Dormida en el jardín

Después de cenar salí al jardín a buscar mi muñeca, que se había quedado sentada en un sillón de mimbre.

Había luna y claridad azulada como en el teatro. Dentro hacía calor, y me senté un poco con «Julieta» en brazos.

¡Qué sueño! Ya vendría Juana a acostarme…

Me desperté con frío… Casi no sabía dónde estaba… ¡Qué de noche era!

La luna se estaba mirando en el estanque con su cara de boba. No se oía nada. Pero ¿por qué no me había acostado?

El cisne se paseaba despacito por el agua, y «Pirracas», con otros dos gatos daba saltos entre las flores…

Entonces vino volando la cigüeña de la torre y se posó cerca del estanque.

—¡Buenas noches, señor Cisne! ¿Qué tal lo pasa usted por este jardín?

—Regular nada más, señor Cigüeño. Ha de saber usted que aquí hay una niña muy molesta que se llama Celia. Ella canta, baila y tira piedrecitas en el agua. ¡Me tiene en un sobresalto continuo!

—¿Y por qué no se va usted?

—¿Cómo me voy a ir, ¡desgraciado de mí!, si en este ridículo charco no hay sitio para abrir las alas?

Se hicieron muchas reverencias, y después de enviar recuerdos a la señora cigüeña y a los cigüeñines, se despidieron hasta la noche siguiente.

¿Quién dice que esto no es verdad?

Pues no sé por qué. ¿Ha estado alguien conmigo en el jardín esa noche? ¿No? Entonces debe creer lo que digo… ¡Vaya!

Todo el jardín estaba de fiesta, y entre la hierba se encendían farolillos chiquitines, como en las verbenas. ¡Cómo olían los jazmines! Las hadas iban a venir seguramente; pero aunque me sacaba los ojos a mirar, no veía ninguna.

De pronto oí cantar en la carretera, y me asomé a la verja.

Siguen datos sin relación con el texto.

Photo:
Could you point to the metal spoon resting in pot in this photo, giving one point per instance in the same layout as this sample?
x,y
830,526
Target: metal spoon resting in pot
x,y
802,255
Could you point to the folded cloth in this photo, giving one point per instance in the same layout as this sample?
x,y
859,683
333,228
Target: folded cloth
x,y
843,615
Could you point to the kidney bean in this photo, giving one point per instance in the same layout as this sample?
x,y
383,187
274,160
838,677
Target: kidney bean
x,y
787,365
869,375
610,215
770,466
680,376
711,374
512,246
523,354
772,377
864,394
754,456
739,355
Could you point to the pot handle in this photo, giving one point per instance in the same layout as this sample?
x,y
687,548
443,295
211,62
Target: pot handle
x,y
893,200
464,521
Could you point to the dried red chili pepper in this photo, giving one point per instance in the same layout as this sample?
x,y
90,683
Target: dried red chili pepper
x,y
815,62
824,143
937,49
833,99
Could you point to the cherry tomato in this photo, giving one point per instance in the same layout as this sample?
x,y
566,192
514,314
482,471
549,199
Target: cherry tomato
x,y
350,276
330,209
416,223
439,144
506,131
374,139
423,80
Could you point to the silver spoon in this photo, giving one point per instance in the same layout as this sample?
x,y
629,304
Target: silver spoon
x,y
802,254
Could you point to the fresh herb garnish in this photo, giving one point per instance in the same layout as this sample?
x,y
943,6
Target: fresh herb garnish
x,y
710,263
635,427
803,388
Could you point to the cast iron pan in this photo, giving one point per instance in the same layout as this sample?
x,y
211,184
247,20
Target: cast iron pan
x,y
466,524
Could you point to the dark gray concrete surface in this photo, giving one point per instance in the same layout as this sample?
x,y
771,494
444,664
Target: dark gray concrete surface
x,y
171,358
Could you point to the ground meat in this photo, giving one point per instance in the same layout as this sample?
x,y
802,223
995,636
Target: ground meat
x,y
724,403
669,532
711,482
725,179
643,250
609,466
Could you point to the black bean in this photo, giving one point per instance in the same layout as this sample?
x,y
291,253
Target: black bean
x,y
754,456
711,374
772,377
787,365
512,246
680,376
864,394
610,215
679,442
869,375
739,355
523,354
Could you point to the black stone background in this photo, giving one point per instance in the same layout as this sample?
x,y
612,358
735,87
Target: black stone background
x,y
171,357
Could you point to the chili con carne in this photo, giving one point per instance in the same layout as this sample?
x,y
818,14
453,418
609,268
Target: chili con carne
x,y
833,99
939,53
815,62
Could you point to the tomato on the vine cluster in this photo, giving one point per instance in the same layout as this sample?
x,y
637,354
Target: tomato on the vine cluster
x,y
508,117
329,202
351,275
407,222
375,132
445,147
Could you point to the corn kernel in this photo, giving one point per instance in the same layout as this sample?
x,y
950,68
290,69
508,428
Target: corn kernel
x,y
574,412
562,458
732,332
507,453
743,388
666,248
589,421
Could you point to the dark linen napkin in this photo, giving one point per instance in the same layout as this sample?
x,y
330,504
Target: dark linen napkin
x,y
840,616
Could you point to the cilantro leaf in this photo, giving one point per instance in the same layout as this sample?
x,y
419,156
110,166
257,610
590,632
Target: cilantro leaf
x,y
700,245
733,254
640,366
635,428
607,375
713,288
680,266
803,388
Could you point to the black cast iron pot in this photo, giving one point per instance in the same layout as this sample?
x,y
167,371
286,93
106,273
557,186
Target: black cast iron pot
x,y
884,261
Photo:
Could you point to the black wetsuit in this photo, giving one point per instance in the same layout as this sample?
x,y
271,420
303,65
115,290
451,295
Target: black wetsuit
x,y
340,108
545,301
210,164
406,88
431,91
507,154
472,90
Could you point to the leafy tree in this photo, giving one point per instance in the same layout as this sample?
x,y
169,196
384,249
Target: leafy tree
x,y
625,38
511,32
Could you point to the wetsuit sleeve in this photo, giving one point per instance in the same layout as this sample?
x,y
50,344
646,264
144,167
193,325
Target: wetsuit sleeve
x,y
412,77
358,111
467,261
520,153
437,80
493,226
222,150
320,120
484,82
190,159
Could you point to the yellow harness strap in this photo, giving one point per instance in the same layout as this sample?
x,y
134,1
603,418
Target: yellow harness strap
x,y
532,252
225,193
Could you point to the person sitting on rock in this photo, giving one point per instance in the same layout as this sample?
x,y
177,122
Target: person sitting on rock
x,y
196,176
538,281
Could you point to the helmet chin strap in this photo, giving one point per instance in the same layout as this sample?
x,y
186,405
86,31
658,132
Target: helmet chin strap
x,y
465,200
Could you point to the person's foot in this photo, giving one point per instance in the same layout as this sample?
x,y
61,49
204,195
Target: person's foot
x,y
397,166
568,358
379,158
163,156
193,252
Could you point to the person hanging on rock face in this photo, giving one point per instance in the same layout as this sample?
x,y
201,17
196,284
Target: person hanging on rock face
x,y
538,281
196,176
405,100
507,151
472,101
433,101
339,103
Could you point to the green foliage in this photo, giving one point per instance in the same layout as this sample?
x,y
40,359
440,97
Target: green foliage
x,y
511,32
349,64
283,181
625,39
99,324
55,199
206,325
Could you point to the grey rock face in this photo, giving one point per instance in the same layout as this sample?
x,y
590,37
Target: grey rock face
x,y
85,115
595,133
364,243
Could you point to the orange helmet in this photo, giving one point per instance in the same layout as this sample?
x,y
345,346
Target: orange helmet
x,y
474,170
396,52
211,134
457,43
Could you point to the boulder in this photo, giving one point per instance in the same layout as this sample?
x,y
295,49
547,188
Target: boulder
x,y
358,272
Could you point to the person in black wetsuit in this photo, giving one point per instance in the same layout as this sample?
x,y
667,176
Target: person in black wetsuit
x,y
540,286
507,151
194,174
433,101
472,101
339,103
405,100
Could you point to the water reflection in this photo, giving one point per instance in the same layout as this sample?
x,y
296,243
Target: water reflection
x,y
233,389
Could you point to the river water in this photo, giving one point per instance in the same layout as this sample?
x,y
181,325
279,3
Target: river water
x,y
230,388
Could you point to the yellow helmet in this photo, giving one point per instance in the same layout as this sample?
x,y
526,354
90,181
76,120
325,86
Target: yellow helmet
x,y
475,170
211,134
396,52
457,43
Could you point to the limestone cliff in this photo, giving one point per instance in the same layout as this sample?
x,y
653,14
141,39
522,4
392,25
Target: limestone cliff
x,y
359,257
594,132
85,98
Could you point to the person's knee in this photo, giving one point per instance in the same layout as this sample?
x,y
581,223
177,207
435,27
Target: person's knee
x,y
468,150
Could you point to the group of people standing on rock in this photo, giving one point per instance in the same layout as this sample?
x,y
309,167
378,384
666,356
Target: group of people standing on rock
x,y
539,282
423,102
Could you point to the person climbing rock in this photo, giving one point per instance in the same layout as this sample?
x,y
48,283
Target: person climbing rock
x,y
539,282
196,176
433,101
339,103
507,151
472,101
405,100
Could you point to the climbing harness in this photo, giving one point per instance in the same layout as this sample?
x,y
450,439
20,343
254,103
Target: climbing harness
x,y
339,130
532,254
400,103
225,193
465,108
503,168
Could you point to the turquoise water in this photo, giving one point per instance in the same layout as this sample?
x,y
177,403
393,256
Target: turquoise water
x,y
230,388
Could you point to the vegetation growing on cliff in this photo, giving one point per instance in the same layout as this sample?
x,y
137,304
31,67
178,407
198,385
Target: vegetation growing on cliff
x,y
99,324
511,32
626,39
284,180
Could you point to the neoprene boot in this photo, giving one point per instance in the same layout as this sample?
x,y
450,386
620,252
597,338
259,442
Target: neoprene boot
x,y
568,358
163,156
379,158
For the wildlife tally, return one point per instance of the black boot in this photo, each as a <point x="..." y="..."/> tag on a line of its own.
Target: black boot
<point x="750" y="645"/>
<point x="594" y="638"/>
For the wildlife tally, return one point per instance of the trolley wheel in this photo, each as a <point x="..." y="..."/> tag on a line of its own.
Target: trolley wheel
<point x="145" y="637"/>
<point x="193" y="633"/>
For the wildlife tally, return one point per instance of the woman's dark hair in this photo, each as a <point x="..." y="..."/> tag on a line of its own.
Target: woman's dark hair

«Aquella estrellita, madre, que va detrás de la luna, esa estrella me acompaña las noches que voy de tuna».

Era un chico el que cantaba. Traía un morral a la espalda y una manta al hombro.

—¡Chis! ¡Muchacho!

—¿Quién me llama?

—¡Yo! ¿Por qué andas por el campo tan de noches?

—Porque soy el rey, y tengo que tocar la cuerna antes de que amanezca.

—¡Huy, el rey! ¡Y esa estrella que te acompaña será la de los Reyes Magos!… Pues yo soy una princesa —dije la mentira para que viera que podía hablar conmigo.

—¡Arrea! Por eso dicen en el pueblo que la gente de los hoteles es muy principal…

—Oye, rey: tendrás otros hermanos, porque en los cuentos siempre son tres…

—Sí; tengo otros dos.

—¡Ya lo sabía yo! ¿Y también son reyes?

—También. Uno está en Otero y otro en Zarzalejo.

—Y… ¿estáis encantados?

—¡Qué va uno a hacer! Pero lo que yo quiero es irme a Madrid.

—¿A tocar la cuerna?

—No; allí no hay marranos.

—No creas…, hay también gente muy sucia.

—Yo lo que quiero es entrar en una tienda de comestibles.

—¿Sí? ¡Qué raro! ¿Y para qué?

—Pa lo que se ofrezca.

—Pues eso es muy fácil. En cuanto estés en Madrid entras y sales en donde quieras.

—Hasta que venga San Miguel no puedo salir de aquí.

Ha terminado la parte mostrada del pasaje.